Monday, September 21, 2009

to you from me

hey you, just wondering whats been going through that noggin of yours. Ive been meaning to tell you yeah, i kinda miss you. well know kind of would have be a underestimate.

its not you its me. no not really. It's you. where did you go? though seriously. you were so good and now i have no idea who you are or where you're at. Do i need to come looking for you.. No, I did enough of that. you'll come back one day right?...

On a serious note, i'm leaving soon... sooner than you think. If i cant find you what is there for me to stick around for. how long am i going to be searching. it gets tiring. im busted.. body all worn out.. walking those miles to you. waiting for you to suddenly appear. it's as if you're becoming a stranger. I just hope i find my way home.

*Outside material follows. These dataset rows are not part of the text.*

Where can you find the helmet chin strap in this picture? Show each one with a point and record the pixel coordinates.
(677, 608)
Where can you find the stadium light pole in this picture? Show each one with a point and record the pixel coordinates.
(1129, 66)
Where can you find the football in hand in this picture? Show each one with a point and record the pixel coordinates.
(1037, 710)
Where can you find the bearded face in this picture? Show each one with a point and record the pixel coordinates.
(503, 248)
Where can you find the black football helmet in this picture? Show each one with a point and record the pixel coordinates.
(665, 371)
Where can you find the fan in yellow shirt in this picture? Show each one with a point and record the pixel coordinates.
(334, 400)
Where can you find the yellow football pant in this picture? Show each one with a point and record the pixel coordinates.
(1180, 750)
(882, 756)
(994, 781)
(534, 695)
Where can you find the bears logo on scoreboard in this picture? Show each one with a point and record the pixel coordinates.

I cant fathom having you deleted from my memory. Or atleast trying to come to a conclusion that you dont exist.

slowly fading. you're fading slowly. surely.

goodnight.goodbye you.
goodmorning.hello stranger.
Sincerly, yours truly.

and i just wonder.

feeling like its my last breath .. taking it all in. trying to look at the picture. trying to back away. but im not moving. it gets hard everyday. spiritually in need of healing. some sort of. as well as soul cleansing.

Monday, September 7, 2009

Everything is everything.

you come across so many people every day of your life and do you ever wonder how you have affected them. Many of us will be like "I could careless what they think about me" it's not even about that. It's that impression or the last word you've said to them. I know with me sometimes someone says something to me pleased or not i'll have a memory of it. Even if it made not react to it. but most of the times its when i have a reaction it. :\ Like that first conversation I have with you will be a every lasting one. It's not like thats what im going to think of you throughout our whole relationship.
Sometimes i hate my left brain for remebering alot of things that i dont want to remember. Iknow the poeple in my life dislike it. But i cant help it.